Interview mit Orlando
Bloom aus JOY
Ausgabe: September 2003 erschienen am 12.08.2003
Dank an Dagmar für's Abtippen!
Orlando, stimmt es, dass Sie Schauspieler wurden,
weil Sie schöne Frauen küssen wollten?
(lacht) Das habe ich mal gesagt, und seitdem verfolgt mich der spruch
auf Schritt und Tritt. Aber wegen der Küsse allein bin ich nicht
Schauspieler geworden.
Sondern?
Ich wollte Schauspieler werden, seit ich kapiert hatte, dass es Superman
nicht wirklich gibt. Ich liebe es, mich zu verkleiden und in andere Charaktere
zu schlüpfen. Wenn ich dabei noch schöne Frauen küssen
darf, umso besser.
Mit der Schauspielerei hätte es ja beinahe
nicht geklappt...
Stimmt.

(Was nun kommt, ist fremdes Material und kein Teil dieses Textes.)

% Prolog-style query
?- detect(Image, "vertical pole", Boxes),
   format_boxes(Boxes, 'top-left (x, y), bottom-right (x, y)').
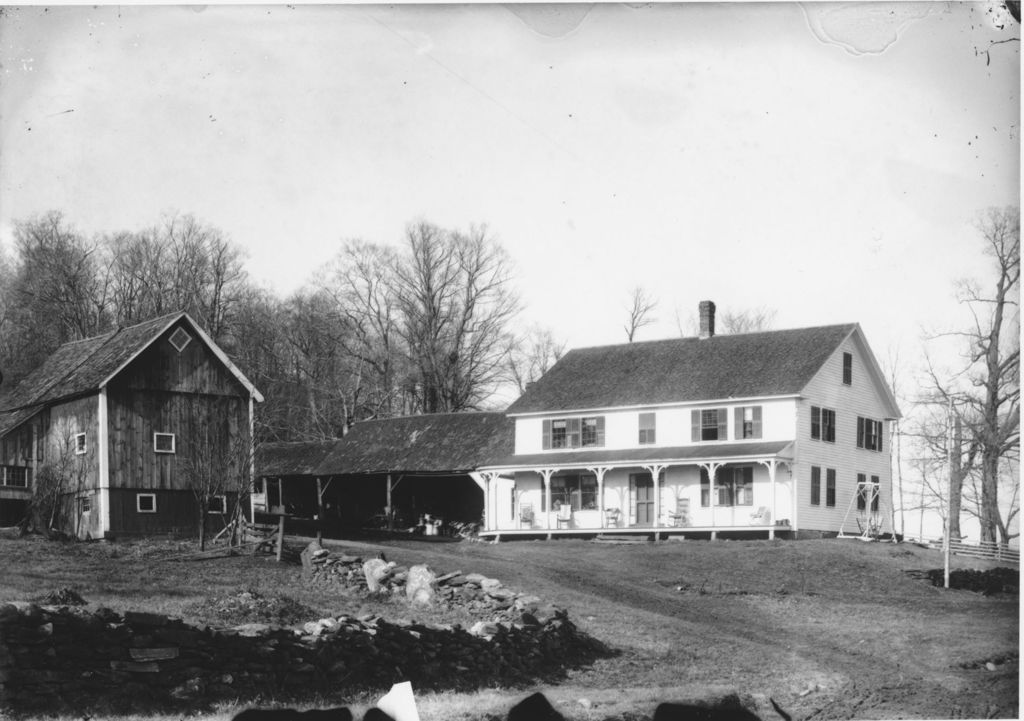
top-left (316, 476), bottom-right (324, 543)
top-left (942, 397), bottom-right (953, 588)
top-left (276, 513), bottom-right (285, 561)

Vor 5 Jahren bin ich so blöd von einem Dach gefallen, dass
die Ärzte befürchtet haben, ich könne querschnittgelähmt
sein und nie wieder laufen. Aber sie haben mich so gut zusammen geflickt,
das ich das Krankenhaus nach zwei Wochen wieder verlassen konnte. Ich
bin ein Mensch, der sich sehr leicht verletzt. Ich habe mir schon fast
jeden Knochen einmal gebrochen.
Sind Sie denn so ein Draufgänger?
Eigentlich nicht. Privat hänge ich am liebsten mit Freunden rum,
lese sehr viel und gehe in jede Theateraufführung.

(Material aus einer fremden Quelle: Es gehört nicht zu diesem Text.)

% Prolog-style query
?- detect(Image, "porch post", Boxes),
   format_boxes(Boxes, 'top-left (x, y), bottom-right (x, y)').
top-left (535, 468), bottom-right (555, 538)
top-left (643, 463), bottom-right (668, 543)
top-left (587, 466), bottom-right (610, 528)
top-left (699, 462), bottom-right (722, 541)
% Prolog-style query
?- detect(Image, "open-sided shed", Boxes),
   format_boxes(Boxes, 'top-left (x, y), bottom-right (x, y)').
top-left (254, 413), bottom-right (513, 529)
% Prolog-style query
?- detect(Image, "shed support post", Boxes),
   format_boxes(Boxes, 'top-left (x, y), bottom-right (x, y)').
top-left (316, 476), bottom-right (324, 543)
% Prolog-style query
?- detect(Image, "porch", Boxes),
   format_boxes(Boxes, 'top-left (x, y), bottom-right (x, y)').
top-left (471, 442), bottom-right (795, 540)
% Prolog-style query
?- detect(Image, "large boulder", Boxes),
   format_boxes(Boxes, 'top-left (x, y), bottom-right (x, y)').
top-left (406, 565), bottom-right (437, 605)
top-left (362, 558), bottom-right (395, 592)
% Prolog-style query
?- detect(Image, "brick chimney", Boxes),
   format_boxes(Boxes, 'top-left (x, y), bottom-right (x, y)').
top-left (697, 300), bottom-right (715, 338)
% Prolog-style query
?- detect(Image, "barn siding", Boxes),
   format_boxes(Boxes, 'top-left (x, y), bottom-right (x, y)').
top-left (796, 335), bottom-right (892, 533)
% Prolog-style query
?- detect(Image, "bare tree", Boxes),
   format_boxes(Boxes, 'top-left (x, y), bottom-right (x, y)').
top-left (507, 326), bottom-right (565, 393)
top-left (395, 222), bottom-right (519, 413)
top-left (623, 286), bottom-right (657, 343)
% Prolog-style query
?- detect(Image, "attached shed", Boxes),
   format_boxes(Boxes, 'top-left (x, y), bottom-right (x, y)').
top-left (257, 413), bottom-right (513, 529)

Im Moment haben sie dazu aber nicht viel Zeit.
Seit ich direkt von der Schauspielschule für die "Herr der Ringe"
- Trilogie verpflichtet wurde, bin ich ständig unterwegs gewesen.
Es ist immer noch wie ein großer Traum. Jetzt drehe ich gerade mit
Brad Pitt "Troja" auf Malta. Danach will ich eine Pause machen.
Um mehr Zeit für Ihre Freundin, die "Blue
Crush" - Schauspielerin Kate Bosworth, zu haben?
(lacht) Wer sagt, dass sie meine Freundin ist? Wir haben mal zusammen
Werbung für die Modelfirma Gap gemacht. Sie ist ein unheimlich süßes
Mädchen...
.. und wartet gerade in Ihrem Hotelzimmer auf Sie!
Haben Sie sie etwa durch die Hotellobby turnen sehen? Sorry, über
so persönliche Dinge rede ich nicht gerne. In diesem Job muss man
eine zehn Meter hohe Mauer um sein Herz bauen, um seine Liebe zu schützen.
Sonst endet man wie Jennifer Lopez und Ben Affleck.
In "Fluch der Karibik" spielen Sie an
der Seite von Johnny Depp. Wie kamen Sie mit ihm klar?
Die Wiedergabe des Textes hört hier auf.